Single Degenerate Models for Type Ia Supernovae Progenitor's Evolution and Nucleosythesis Yields

TL;DR

This paper reviews the single degenerate models for Type Ia supernovae, detailing their evolutionary pathways, explosion mechanisms, and nucleosynthesis yields, including the effects of metallicity on element production.

Contribution

It provides a comprehensive overview of the various evolutionary routes leading to Type Ia supernovae in single degenerate systems and updates nucleosynthesis yields for different explosion models.

Findings

Multiple evolutionary pathways to SNe Ia identified.

Updated nucleosynthesis yields for key models provided.
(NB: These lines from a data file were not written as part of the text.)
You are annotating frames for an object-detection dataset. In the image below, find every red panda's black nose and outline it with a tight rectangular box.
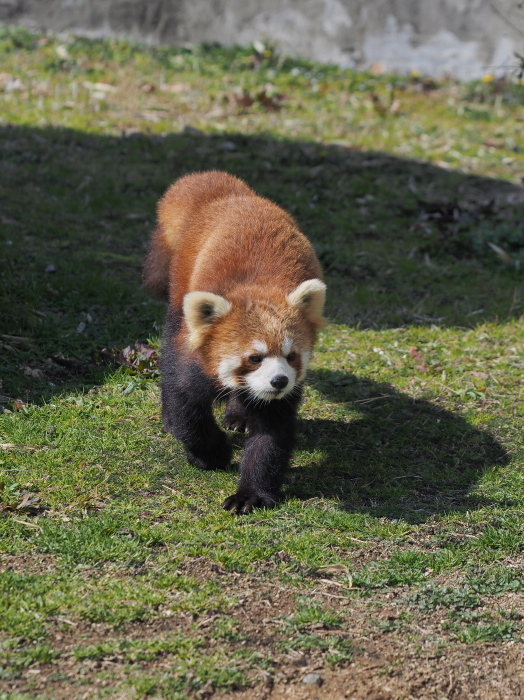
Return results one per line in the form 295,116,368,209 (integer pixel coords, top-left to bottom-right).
270,374,289,390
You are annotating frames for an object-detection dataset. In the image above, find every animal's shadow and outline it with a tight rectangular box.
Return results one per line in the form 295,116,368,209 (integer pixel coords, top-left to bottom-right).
286,370,508,521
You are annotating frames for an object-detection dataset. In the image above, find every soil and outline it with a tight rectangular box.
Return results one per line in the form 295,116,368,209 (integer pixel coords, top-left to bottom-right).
0,557,524,700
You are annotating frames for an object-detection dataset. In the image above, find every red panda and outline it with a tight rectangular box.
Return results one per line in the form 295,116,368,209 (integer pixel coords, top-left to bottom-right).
144,171,326,514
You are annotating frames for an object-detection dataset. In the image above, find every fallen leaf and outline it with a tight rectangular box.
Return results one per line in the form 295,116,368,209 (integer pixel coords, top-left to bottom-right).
84,80,118,92
316,564,349,575
13,518,42,530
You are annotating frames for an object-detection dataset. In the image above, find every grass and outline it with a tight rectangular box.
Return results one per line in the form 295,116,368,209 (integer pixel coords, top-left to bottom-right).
0,23,524,698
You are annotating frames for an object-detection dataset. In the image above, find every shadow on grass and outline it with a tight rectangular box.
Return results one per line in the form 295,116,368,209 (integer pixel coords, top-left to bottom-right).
0,126,522,518
288,370,508,522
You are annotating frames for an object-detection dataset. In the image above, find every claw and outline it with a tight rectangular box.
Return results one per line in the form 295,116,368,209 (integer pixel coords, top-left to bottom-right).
222,493,277,515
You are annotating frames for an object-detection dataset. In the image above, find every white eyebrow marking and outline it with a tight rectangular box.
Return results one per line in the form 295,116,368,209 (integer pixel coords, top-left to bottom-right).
253,340,267,355
218,356,242,389
297,351,311,382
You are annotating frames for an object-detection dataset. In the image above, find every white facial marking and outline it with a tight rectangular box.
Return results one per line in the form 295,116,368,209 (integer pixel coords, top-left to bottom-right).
253,340,267,356
282,338,293,357
297,350,311,382
246,357,297,401
218,356,242,389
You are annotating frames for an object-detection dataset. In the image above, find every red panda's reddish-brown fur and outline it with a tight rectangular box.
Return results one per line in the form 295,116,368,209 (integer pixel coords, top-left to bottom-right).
144,171,324,512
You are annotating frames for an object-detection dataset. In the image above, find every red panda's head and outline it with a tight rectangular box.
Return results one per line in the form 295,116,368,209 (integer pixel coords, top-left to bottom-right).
183,279,326,401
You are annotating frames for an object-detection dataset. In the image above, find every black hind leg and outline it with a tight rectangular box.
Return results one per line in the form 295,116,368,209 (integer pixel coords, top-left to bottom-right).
222,394,247,433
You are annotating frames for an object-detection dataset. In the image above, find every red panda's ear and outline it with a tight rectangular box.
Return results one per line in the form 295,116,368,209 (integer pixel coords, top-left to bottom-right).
183,292,231,350
287,279,326,328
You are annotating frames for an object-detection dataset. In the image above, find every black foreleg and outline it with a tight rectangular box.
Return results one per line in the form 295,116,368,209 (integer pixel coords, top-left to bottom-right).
223,392,300,514
161,317,231,469
222,393,247,433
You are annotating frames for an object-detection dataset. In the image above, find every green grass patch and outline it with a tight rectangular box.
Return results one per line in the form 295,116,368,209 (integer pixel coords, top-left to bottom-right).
0,27,524,700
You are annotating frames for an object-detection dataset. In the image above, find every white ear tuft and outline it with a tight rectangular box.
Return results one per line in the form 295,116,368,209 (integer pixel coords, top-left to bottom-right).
183,292,231,350
287,279,326,328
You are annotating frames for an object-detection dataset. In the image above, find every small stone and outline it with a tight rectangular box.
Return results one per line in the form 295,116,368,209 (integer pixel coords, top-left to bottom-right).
302,673,322,685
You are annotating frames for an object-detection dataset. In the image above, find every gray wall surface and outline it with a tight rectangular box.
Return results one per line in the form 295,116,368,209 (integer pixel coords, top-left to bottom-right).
0,0,524,80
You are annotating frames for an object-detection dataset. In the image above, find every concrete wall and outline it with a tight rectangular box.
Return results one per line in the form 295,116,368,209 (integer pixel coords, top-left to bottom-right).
0,0,524,79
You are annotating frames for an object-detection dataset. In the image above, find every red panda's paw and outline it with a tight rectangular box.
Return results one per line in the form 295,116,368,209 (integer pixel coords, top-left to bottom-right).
222,413,247,433
186,440,232,471
222,491,278,515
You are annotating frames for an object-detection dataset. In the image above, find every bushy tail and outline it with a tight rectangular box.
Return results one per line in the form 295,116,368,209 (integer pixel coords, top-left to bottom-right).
143,170,253,300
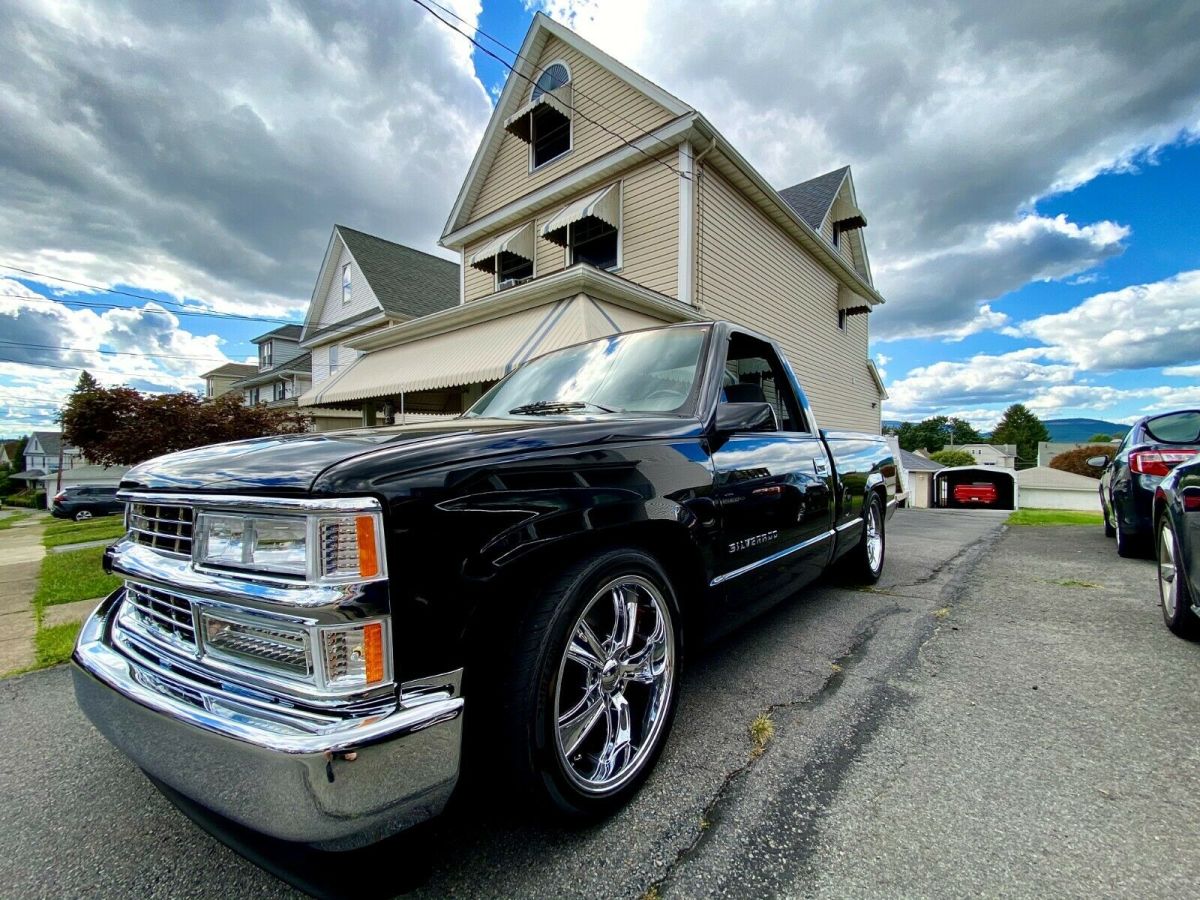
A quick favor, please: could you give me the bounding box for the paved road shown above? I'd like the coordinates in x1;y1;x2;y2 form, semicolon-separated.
0;510;1200;898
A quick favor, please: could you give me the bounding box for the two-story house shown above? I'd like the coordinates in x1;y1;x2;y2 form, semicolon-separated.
301;13;886;432
300;226;460;431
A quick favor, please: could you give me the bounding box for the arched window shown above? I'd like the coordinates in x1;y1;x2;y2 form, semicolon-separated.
529;62;571;100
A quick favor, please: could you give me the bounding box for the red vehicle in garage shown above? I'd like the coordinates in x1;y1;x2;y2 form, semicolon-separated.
954;481;1000;506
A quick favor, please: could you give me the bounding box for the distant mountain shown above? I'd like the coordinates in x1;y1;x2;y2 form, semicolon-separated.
1043;419;1129;444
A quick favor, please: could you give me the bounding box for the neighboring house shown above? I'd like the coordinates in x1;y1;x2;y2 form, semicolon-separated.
200;362;258;400
1016;466;1100;512
946;444;1016;469
25;431;83;473
1038;439;1121;467
301;13;886;432
300;226;461;430
900;450;946;509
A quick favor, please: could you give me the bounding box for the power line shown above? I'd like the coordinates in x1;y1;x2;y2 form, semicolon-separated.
413;0;691;180
428;0;688;160
0;340;233;362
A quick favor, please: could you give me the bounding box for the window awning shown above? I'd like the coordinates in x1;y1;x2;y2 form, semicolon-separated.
467;222;533;275
541;185;620;247
292;294;661;407
504;84;571;144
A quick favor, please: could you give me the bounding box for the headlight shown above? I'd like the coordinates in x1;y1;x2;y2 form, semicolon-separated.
194;510;384;582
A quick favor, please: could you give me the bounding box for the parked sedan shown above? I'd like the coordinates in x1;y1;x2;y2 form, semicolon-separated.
1154;460;1200;637
1087;409;1200;557
50;485;125;522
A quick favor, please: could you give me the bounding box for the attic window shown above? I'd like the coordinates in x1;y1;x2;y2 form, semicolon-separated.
504;62;572;172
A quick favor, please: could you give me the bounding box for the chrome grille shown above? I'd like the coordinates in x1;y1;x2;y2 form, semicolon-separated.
125;581;196;650
128;500;192;556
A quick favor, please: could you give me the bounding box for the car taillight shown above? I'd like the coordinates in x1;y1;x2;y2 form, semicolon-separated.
1129;449;1200;475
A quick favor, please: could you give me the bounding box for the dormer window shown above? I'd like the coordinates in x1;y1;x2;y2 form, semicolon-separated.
504;62;572;172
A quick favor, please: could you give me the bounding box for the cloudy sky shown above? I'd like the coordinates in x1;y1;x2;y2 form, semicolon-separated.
0;0;1200;434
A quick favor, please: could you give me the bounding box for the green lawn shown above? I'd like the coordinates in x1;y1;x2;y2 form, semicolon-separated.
42;516;125;547
1008;509;1104;526
34;622;83;667
34;547;121;609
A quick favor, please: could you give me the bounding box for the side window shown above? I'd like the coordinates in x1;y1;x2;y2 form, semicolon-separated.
721;332;809;432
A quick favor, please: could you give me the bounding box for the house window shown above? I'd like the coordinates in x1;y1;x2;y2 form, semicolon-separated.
566;216;620;269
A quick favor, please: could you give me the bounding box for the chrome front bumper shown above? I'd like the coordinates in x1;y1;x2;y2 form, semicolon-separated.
71;590;463;850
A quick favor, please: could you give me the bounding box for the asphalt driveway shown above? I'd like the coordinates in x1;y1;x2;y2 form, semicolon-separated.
0;510;1200;899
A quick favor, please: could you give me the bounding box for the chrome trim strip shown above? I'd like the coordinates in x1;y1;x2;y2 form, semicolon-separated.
708;528;835;588
116;491;383;512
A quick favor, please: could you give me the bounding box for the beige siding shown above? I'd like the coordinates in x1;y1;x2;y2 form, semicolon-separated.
620;162;679;296
697;168;880;432
469;38;672;221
Metallicity effects on element yields analyzed.

Abstract

(${Abridged~version}$) We review how the single degenerate models for Type Ia supernovae (SNe Ia) works. In the binary star system of a white dwarf (WD) and its non-degenerate companion star, the WD accretes either H-rich matter or He and undergoes H and He shell-burning. We summarize how such shell-burning depend on the accretion rate and the WD mass and how the WD blows strong wind. We identify the following evolutionary routes for the accreting WD to trigger a thermonuclear explosion. With a decreasing rate with time, 5 phases are observed: 1. The WD increases its mass by stable H burning and blows a strong wind, which strips a part of the companion star's envelope to control the accretion rate and forms circumstellar matter (CSM). The WD may explode within CSM as an "SN Ia-CSM". 2. The wind stops and an SN Ia is triggered under steady-stable H shell-burning, which is observed as a super-soft X-ray source: "SN Ia-SSXS". 3. H shell-burning becomes unstable and many flashes recur. The WD undergoes recurrent nova (RN) whose mass ejection is smaller than the accreted matter, evolving to an "SN Ia-RN". 4. If the companion is a He star or WD, the accretion of He can trigger He and C double detonations at the sub-Chandrasekhar (sub-Chand) mass or the WD grows to the Chand mass while producing and He-wind: "SN Ia-He CSM". 5. If the accreting WD rotates rapidly, delayed trigger of an SN Ia beyond standard Chand mass can happen. The (super-Chand) WD contracts to become a delayed SN Ia after losing angular momentum. The companion star has become a He WD and CSM has disappeared: "SN Ia-He WD". We update nucleosynthesis yields of the carbon deflagration model W7, delayed detonation model WDD2, and the sub-Chand mass model to constrain the yields (such as Mn) by comparing the observations. We note the important metallicity effects on $^{58}$Ni and $^{55}$Mn.